A Quarta Turma do Superior Tribunal de Justiça reconheceu o direito de uma mulher seguir recebendo pensão alimentícia de seu ex-marido, mesmo tendo um filho com outro homem dois anos após a separação. O casamento foi desfeito em março de 1969 e a pensão foi estipulada em 15% do salário do ex-marido, um torneiro mecânico, equivalentes hoje a R$ 150. A Justiça do Rio de Janeiro havia cancelado o pagamento, a pedido do ex-marido. Entretanto, os ministros do STJ modificaram a decisão. O nascimento do filho não foi considerado suficiente para cancelar a pensão e a situação atual da mulher – mais de 70 anos, praticamente cega e incapacitada para o trabalho – justifica o recebimento.
Após pagar a pensão por 27 anos, o torneiro mecânico entrou com ação pedindo o cancelamento da pensão. Ele alegou estar idoso, vivendo sozinho e não ter tido filhos com a ex-mulher durante os 20 anos em que permaneceram casados, mas, no entanto, ela estaria vivendo maritalmente com outro homem, pai de seu filho. A mulher negou que vivia com outra pessoa. Seu filho, segundo afirmou, é fruto de um relacionamento mantido logo após a separação, quando estava “triste e desesperada”.
A primeira instância da Justiça estadual cancelou os descontos da pensão. De acordo com a sentença, “a jurisprudência considera imoral o ex-marido pensionar a ex-mulher, quando esta mantém outro relacionamento. Note-se que o casal nunca teve filhos e torna-se constrangedor o pagamento de pensão à ex-mulher, que teve um filho justamente de outra pessoa, pouco depois da separação”.
Diante disso, a mulher apelou ao Tribunal de Justiça do Rio, mas teve seu pedido negado. Em decisão unânime, os desembargadores do tribunal mantiveram a decisão anterior. Para eles, o fato de a mulher ter dado à luz um filho de outro homem autoriza o marido a propor uma ação de separação litigiosa, sendo isso motivo suficiente para perder o direito a receber pensão alimentícia.
Inconformada, a mulher recorreu mais uma vez e a situação foi revertida no STJ. “A mera concepção de um filho não pode implicar, por si só, a extinção da obrigação alimentar e a decisão do TJ teria violado a Lei de Divórcio, pois o simples relacionamento afetivo sem recíproco apoio financeiro em que se tenha envolvido o ex-cônjuge alimentado não é causa de perda do direito a alimentos”, argumentou a defesa.

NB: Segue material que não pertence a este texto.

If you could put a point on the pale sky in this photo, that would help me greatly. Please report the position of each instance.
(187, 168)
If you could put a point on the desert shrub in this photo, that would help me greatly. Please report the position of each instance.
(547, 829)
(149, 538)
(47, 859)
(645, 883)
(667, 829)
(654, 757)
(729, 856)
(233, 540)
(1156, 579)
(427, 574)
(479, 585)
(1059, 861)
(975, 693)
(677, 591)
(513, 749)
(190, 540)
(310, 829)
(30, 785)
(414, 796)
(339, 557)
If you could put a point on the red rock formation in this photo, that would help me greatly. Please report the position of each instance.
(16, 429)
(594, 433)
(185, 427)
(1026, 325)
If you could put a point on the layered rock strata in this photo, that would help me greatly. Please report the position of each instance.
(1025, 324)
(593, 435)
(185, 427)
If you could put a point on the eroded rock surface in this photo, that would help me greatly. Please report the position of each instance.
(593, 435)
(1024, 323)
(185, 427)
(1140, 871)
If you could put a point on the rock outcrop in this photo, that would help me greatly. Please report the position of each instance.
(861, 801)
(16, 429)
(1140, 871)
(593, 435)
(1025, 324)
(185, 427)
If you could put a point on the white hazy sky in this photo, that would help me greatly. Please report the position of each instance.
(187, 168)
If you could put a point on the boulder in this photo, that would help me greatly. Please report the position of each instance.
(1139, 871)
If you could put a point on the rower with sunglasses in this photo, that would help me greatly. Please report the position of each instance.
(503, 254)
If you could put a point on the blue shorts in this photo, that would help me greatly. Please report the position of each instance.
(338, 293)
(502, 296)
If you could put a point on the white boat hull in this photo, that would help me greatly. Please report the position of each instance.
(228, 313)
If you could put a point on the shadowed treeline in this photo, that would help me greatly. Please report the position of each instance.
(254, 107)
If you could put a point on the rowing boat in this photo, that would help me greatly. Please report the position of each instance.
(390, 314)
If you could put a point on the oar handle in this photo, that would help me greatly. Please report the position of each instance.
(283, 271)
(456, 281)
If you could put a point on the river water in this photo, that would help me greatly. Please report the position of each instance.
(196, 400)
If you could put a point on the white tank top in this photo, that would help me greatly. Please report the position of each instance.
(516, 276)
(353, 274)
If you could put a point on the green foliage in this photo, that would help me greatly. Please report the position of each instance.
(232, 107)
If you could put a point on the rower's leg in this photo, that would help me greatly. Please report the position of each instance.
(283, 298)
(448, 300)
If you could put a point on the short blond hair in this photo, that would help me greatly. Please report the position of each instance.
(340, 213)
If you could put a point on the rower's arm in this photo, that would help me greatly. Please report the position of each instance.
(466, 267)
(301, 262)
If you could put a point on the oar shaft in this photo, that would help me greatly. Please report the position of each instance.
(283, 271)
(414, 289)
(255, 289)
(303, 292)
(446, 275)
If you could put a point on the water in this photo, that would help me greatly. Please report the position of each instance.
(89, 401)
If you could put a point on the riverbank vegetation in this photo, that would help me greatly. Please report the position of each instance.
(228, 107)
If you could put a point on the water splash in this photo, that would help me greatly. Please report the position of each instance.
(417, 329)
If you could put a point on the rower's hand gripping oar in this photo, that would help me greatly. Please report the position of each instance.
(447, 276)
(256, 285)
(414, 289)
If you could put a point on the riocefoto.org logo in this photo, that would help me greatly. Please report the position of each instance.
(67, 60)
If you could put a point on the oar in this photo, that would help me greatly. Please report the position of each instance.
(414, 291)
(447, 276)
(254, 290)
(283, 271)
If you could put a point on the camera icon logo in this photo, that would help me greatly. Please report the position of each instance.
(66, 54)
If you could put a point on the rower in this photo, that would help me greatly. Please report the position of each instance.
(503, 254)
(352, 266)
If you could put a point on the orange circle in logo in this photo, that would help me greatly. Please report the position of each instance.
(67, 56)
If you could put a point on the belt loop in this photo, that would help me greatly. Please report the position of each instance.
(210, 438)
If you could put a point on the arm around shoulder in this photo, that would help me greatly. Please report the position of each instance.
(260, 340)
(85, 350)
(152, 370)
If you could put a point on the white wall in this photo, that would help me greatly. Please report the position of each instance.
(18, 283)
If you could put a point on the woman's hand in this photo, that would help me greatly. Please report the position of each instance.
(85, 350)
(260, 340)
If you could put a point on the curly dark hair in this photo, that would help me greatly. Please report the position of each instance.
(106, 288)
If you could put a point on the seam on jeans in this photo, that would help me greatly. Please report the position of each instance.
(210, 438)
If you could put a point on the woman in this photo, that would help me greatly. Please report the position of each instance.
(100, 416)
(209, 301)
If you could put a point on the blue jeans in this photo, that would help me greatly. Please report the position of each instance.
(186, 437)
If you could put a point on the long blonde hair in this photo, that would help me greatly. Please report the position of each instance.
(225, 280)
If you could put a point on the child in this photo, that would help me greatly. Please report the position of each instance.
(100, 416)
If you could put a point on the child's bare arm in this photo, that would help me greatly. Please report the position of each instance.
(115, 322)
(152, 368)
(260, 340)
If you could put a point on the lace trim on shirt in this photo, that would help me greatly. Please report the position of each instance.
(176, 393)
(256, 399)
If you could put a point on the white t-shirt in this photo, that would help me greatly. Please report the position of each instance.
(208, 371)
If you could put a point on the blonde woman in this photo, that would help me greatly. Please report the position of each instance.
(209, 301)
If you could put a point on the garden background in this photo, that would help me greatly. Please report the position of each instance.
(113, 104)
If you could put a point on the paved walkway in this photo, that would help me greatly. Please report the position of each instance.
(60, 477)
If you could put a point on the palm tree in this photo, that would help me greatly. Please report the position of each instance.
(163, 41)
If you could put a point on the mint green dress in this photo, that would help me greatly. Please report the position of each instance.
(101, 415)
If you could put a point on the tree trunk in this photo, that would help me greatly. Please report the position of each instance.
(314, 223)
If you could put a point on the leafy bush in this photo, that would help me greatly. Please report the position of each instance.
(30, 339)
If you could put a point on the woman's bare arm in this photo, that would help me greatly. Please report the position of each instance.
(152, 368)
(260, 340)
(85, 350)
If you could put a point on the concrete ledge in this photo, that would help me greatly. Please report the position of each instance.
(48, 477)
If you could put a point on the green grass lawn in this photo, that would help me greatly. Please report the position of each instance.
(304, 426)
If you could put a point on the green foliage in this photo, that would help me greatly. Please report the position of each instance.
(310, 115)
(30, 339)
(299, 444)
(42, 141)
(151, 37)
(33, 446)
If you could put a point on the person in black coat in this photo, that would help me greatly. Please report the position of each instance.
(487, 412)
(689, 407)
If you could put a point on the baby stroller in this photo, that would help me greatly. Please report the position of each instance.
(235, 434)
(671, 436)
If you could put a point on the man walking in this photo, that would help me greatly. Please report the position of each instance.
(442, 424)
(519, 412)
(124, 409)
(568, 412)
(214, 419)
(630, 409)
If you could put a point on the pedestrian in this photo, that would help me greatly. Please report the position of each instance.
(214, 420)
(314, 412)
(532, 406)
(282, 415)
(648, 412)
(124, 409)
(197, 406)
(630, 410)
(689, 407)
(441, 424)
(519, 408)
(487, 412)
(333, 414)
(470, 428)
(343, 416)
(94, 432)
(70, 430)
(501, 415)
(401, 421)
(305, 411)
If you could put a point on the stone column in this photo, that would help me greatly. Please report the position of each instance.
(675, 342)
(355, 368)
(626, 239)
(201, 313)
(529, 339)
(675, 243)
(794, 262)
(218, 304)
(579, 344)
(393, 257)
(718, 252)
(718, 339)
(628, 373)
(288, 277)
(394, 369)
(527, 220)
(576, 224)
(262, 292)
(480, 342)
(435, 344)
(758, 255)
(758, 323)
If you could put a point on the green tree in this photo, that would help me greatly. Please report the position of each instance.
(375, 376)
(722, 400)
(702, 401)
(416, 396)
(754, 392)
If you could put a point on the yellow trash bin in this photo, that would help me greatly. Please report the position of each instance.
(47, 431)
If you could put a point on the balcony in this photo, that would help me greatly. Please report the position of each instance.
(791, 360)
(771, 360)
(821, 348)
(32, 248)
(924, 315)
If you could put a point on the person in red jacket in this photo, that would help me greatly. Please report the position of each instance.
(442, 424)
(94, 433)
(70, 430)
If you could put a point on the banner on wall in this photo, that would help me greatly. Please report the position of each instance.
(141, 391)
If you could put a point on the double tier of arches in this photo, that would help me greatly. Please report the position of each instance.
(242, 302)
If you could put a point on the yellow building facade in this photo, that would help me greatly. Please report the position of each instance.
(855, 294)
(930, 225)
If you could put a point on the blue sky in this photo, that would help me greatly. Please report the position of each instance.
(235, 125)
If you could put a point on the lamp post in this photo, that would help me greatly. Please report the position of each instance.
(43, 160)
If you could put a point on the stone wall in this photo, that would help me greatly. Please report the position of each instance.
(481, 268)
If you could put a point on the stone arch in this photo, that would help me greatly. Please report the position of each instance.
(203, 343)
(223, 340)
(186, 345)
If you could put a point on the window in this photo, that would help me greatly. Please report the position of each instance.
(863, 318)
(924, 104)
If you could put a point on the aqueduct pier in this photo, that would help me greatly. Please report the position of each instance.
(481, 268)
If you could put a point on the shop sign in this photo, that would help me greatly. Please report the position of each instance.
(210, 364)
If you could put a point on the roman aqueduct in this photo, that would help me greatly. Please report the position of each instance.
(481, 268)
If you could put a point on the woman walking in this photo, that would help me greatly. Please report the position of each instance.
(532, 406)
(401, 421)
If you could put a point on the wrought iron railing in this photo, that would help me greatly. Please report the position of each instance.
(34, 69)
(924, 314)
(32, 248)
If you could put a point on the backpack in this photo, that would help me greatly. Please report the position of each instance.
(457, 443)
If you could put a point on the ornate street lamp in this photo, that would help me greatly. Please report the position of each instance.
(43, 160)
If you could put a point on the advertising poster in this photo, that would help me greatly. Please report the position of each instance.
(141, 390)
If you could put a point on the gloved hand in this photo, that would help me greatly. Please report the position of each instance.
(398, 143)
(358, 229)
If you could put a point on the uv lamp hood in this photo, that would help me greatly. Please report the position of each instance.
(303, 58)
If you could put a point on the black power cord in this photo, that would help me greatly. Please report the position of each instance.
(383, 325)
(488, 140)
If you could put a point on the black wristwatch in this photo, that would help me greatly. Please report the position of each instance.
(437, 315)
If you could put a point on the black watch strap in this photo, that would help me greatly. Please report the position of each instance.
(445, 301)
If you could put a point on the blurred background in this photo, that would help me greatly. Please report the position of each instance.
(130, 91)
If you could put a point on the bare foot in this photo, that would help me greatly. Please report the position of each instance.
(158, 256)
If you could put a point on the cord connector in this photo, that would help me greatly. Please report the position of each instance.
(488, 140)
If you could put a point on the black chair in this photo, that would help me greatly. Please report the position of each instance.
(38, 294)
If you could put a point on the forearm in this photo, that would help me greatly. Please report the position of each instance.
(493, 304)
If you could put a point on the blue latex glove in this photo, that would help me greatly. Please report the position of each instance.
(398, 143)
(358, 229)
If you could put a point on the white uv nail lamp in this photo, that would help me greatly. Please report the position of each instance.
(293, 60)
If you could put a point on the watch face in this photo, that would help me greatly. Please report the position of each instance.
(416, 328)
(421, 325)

O relator do recurso, ministro Ruy Rosado de Aguiar, declarou em seu voto que “o marido não pode invocar fato antigo de mais de 30 anos para obter a exoneração alimentar, criando para a mulher uma situação que, além de inesperada – pois a longa permanência da pensão gerou a justa expectativa de sua continuidade – será absolutamente insustentável, nas condições pessoais em que ela se encontra”. Hoje, a mulher tem mais de 70 anos, teve diminuída sua capacidade visual, não tem condições de trabalhar e depende da pensão de cerca de R$ 150 para viver.
Na ação movida pelo o ex-marido nada foi alegado sobre diminuição de sua capacidade econômica, nem acréscimo de despesas, esclareceu o relator. Ao concluir seu voto, o ministro afirma ser o nascimento do filho da mulher insuficiente e impróprio para fundamentar o cancelamento da pensão.
Os nomes dos envolvidos no caso não podem ser divulgados porque o processo corre em segredo de Justiça.